There was also the encouraging news that the BoE has raised its forecast for improving living standards, with an average wage growth of 5.25% this year, well above inflation. It may not feel like it for many people challenged by higher mortgage repayments, but with real post-tax household income in aggregate expanding by 1.75% this year, it will be well above the 2010-2019 average.
So, with an unusual dose of good economic news, a central bank prepared to cut even as growth forecasts are lifted higher, perhaps we shouldn’t be surprised to see the UK stock market breaking new ground, with the FTSE 100 sitting comfortably above 8,000. The investment case for buying UK equities has historically been predicated on the simple belief that it is a cheap market with a good dividend yield.

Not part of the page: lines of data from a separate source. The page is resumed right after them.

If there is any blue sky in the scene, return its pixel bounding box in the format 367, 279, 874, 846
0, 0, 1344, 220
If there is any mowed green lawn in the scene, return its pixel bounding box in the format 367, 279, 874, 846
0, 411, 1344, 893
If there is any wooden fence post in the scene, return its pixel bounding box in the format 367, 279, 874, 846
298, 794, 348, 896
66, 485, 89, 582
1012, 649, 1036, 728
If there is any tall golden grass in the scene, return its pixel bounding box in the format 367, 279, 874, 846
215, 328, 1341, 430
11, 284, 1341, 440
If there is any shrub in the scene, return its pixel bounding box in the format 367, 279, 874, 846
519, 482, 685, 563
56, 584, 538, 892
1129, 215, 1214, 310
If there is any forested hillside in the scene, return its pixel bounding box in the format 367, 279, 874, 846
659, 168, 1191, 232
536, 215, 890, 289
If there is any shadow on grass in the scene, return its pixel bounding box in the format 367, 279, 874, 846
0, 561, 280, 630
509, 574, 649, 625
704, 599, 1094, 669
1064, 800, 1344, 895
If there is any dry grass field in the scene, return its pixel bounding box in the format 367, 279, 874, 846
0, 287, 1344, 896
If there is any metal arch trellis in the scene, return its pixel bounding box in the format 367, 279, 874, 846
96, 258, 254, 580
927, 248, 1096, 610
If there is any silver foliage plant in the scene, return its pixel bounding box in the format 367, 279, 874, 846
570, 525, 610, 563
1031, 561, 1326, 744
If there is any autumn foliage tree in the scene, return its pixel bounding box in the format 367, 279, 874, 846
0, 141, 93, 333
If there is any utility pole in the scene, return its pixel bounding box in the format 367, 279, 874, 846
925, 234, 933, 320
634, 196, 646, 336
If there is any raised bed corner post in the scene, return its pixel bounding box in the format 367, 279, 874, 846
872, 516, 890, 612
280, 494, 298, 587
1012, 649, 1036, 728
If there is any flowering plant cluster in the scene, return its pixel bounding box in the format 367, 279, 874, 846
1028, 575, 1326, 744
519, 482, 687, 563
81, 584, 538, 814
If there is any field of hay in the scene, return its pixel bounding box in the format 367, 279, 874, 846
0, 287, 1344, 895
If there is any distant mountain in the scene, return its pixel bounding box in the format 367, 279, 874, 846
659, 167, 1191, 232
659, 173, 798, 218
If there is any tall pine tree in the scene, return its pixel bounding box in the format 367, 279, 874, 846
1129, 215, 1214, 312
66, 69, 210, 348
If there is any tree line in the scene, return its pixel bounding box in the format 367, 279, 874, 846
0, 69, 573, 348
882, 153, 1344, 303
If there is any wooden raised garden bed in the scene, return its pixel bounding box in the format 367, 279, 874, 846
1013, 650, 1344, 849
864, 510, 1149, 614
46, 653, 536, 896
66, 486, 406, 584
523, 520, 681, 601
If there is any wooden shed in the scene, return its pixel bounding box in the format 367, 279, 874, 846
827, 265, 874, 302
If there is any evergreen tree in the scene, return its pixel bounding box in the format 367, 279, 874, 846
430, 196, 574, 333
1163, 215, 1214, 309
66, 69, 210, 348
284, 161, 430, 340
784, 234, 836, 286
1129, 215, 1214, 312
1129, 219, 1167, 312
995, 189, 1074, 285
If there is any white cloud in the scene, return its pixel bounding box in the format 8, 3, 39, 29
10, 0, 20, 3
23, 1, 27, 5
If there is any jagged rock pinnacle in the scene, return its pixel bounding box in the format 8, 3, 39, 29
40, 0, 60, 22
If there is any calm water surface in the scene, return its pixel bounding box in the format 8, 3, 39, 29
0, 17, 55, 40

Still, it would appear to offer better earnings growth prospects as a bonus now! Corporations have already spotted the opportunity with a significant increase in M&A activity, with bids coming in at substantial premiums to quoted prices.
It’s intriguing to note that the UK, which has historically underperformed, is now attracting global investor interest. Many institutional money managers are seeking better value opportunities outside of the US, and we’ve even seen the UK sector begin to outperform the US in recent months. For those who may feel they’ve missed the boat on the UK, I present a chart that surprised even me.
It shows the relative performance of the IA UK All Companies Sector vs the IA North American sector over the past decade. The extent of the UK’s underperformance was a revelation to me, and it may be to you as well!
Now, if the UK equity market were merely made up of companies that operated in domestic isolation, this trend could continue indefinitely. But that is not the case. Many of our large and mid-cap, and even many of our smaller companies, derive significant revenue overseas, and their valuations can be directly compared to US equivalents. Given that US equivalents can trade as high as double their UK counterparts, I see the playing field levelling from here. I am not saying that the UK market should trade on comparable multiples to US companies; there are many reasons why American businesses justify a premium, but the valuation disparity is too great, and the gap will narrow from here. For the first time in a long time, having a higher weight in UK equities than the benchmark MSCI World Index weight (circa 4%) makes sound investment sense.
Let’s hope for another good week for financial markets. We will return to a more US-centric Market Matters next week as there will be plenty of releases to chew over, with the big ones for inflation, retail sales, and production. I sense the market could find these a bit challenging as, on balance, they could look a little stagflationary—stubborn inflation and slowing growth. We will see what investors make of the figures.